Puse los ojos en blanco. Mi madre siempre está hablando de lo afortunados que somos. Es como una canción que sigues oyendo y no te puedes sacar de la cabeza. Yo sé que somos afortunados. Afortunados si a uno le gusta vivir en un lugar sin luces en las calles, sin vecinos cerca, ni tiendas, ni juegos, ni cines, y con el mínimo de polución. Mamá no tiene por qué repetírmelo. Precisamente por eso me asustaba tanto una inadaptada vieja y apestosa de Dios sabe dónde.
—-Bueno, papá va a montar en cólera —yo esperaba que pensar en mi padre enfurecido le haría cambiar de idea. Debería haberla conocido mejor.
—Tu padre puede decir lo que quiera —dijo—. Rachel es mi huésped.
—¡Huésped!
Me levanté. Mi silla cayó al suelo de golpe. Mi madre lo había estropeado todo con una de sus locas ideas bienintencionadas.
¿Cómo iba yo a invitar a mis amigas de la red a visitarme con Rachel aquí? Me imaginaba a Emma o a Vinny presentándose mientras aquella horrible vieja iba de acá para allá con sus harapos y oliendo como un cubo de basura. Sencillamente me moriría.
—¡No esperes que me siente a la mesa con ella! —grité—. ¡No lo aguantaré!
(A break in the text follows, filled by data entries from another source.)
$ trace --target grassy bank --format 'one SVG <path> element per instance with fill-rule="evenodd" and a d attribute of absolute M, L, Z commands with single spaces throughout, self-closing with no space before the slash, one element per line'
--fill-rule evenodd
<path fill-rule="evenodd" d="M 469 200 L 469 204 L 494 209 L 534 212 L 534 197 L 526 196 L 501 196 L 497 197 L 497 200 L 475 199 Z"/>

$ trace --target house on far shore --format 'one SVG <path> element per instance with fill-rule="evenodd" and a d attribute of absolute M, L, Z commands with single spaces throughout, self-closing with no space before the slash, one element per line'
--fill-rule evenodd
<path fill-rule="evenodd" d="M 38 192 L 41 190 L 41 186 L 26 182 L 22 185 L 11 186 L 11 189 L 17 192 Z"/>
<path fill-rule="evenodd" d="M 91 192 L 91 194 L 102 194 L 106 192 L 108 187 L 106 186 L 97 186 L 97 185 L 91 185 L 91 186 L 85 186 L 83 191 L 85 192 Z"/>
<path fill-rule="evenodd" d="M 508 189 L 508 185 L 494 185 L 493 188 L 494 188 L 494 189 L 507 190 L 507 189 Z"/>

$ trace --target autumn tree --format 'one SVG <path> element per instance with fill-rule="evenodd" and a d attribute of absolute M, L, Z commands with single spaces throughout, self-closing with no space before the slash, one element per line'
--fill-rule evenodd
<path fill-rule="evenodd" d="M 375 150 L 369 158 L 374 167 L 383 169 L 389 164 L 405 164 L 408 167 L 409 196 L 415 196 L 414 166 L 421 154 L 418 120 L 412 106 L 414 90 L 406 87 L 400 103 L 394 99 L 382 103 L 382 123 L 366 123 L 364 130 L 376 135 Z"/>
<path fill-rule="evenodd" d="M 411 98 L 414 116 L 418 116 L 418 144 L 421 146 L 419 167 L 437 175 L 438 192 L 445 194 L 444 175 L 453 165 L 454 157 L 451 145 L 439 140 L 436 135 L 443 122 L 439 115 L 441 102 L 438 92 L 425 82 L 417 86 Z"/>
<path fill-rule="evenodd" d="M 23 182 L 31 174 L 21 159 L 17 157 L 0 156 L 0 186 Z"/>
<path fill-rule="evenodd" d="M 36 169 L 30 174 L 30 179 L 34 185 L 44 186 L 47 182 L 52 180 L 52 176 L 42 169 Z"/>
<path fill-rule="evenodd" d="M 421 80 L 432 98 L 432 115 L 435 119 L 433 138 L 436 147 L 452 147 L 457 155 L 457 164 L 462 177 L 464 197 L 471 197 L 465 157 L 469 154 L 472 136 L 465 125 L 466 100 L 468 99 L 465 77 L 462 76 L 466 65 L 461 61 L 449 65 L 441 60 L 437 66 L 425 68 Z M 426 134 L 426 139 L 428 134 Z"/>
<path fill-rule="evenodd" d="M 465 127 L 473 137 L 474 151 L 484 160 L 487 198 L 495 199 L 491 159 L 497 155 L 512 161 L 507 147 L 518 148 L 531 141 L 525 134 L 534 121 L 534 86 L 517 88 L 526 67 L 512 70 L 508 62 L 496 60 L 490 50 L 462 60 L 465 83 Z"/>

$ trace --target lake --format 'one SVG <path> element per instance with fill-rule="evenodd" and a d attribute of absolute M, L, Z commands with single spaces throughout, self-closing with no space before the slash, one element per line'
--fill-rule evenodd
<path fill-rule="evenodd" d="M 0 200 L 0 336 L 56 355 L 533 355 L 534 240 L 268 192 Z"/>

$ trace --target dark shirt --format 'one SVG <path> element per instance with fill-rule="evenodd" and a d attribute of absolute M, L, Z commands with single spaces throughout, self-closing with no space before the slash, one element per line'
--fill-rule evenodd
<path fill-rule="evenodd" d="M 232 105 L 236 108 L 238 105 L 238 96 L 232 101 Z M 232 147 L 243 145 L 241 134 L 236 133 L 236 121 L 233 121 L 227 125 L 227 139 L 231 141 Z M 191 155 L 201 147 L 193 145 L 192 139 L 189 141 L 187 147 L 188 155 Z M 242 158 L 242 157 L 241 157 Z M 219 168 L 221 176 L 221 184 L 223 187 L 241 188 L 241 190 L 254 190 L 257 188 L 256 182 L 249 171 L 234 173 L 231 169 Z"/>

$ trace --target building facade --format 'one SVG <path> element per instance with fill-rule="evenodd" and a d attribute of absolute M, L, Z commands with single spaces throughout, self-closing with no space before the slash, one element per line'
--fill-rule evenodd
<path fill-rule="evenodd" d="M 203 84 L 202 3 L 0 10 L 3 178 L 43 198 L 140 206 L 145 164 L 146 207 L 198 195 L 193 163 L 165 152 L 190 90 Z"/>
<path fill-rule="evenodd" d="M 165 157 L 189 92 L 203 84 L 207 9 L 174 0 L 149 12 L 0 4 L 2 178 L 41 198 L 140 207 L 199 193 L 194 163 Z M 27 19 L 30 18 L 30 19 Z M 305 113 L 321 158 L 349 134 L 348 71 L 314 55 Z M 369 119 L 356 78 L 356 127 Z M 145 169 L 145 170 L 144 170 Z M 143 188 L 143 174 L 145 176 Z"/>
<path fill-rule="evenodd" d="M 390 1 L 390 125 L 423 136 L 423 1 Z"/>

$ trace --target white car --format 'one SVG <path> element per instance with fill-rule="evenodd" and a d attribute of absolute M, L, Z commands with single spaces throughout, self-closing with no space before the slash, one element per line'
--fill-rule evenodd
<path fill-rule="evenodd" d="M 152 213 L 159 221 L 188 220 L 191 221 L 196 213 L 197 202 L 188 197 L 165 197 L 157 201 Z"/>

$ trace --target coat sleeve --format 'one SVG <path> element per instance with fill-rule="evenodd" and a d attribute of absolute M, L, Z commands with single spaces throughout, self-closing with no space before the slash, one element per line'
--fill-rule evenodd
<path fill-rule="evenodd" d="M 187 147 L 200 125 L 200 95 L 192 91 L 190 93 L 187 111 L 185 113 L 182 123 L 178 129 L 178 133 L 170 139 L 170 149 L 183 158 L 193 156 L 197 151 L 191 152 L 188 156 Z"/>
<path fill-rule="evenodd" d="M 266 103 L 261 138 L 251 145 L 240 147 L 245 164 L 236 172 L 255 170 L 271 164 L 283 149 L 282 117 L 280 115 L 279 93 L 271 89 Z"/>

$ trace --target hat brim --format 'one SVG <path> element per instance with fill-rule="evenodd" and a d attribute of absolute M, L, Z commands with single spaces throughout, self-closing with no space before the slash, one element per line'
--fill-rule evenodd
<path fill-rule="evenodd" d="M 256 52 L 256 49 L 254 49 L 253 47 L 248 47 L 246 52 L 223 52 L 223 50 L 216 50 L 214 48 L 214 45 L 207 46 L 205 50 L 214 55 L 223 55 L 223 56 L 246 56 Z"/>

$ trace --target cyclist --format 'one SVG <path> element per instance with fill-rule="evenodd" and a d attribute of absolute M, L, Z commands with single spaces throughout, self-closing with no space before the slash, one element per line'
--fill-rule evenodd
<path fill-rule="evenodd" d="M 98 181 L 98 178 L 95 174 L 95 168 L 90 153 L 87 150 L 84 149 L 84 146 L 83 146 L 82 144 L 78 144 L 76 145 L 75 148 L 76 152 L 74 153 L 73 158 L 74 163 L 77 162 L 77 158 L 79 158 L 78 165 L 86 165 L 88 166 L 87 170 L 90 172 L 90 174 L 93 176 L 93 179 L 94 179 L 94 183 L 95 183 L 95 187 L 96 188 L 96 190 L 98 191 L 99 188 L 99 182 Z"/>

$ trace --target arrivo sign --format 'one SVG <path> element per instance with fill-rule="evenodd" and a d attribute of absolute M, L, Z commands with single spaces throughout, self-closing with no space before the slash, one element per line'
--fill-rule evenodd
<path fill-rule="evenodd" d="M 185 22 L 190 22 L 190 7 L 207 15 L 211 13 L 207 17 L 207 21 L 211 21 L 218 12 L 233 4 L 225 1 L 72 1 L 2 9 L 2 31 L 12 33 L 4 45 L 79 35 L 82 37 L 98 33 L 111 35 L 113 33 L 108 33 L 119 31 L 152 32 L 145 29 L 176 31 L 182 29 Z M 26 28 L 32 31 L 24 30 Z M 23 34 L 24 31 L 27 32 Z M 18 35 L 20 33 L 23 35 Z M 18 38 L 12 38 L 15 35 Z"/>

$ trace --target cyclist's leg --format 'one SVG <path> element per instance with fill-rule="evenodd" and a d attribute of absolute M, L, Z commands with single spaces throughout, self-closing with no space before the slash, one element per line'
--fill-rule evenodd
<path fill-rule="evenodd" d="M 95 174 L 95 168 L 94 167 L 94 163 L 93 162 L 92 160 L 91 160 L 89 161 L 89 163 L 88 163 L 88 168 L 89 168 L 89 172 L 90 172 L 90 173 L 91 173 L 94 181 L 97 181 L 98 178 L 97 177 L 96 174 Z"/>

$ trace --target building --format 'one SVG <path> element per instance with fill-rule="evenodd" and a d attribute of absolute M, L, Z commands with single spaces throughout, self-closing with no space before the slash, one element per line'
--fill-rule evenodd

Me estaba portando como una niña mimada, pero no podía evitarlo.
Salí corriendo por la puerta y casi atropellé a Ro, que se estaba lavando en el umbral.
—¡Condenado gato! —grité.
Dos manos lo apartaron de mi camino y una voz profunda murmuró:
—Pobre gatito, casi lo aplastas.
Unos dedos largos acariciaron su piel negra, apaciguándolo. El animal ronroneó con un ruido sordo, como el eco de la explosión de una bomba terrorista. Se frotó la cara traidoramente contra el brazo de la mujer. El viejo Ro solía juzgar muy bien el carácter, pero esta vez había metido la pata.
No sabía cuánto tiempo llevaba Rachel allí o cuánto había oído. Daba igual, me importaba un pepino. Y lo peor era que llevaba puesta la bata de seda que le habíamos regalado a mi madre por su cumpleaños. La tela suave ondeaba sobre los pies de Rachel; llevaba el cuello levantado, pero se le apreciaba un montón de pelo blanco alrededor de la cabeza. Enterró la cara en la espesa piel de Ro y murmuró algo más.
La miré ferozmente y me lancé escaleras arriba hasta mi cuarto. Di tal portazo al entrar que fue un milagro que la casa no se partiera en dos. Al subir sentí que sus ojos me seguían. Era como si ella pudiera ver dentro de mi cabeza. «Bueno, si puede», pensé enfadada, «espero que sepa lo que estoy pensando. Que se dé cuenta de que yo sé exactamente lo que ella es, aunque mamá no tenga ni idea.»
En mi cuarto abrí la dirección de Jake en la red. I labia salido. Eso ya fue el colmo. ¡Mi mejor amigo me abandonaba cuando más le necesitaba! ¿Es que no había justicia en el mundo?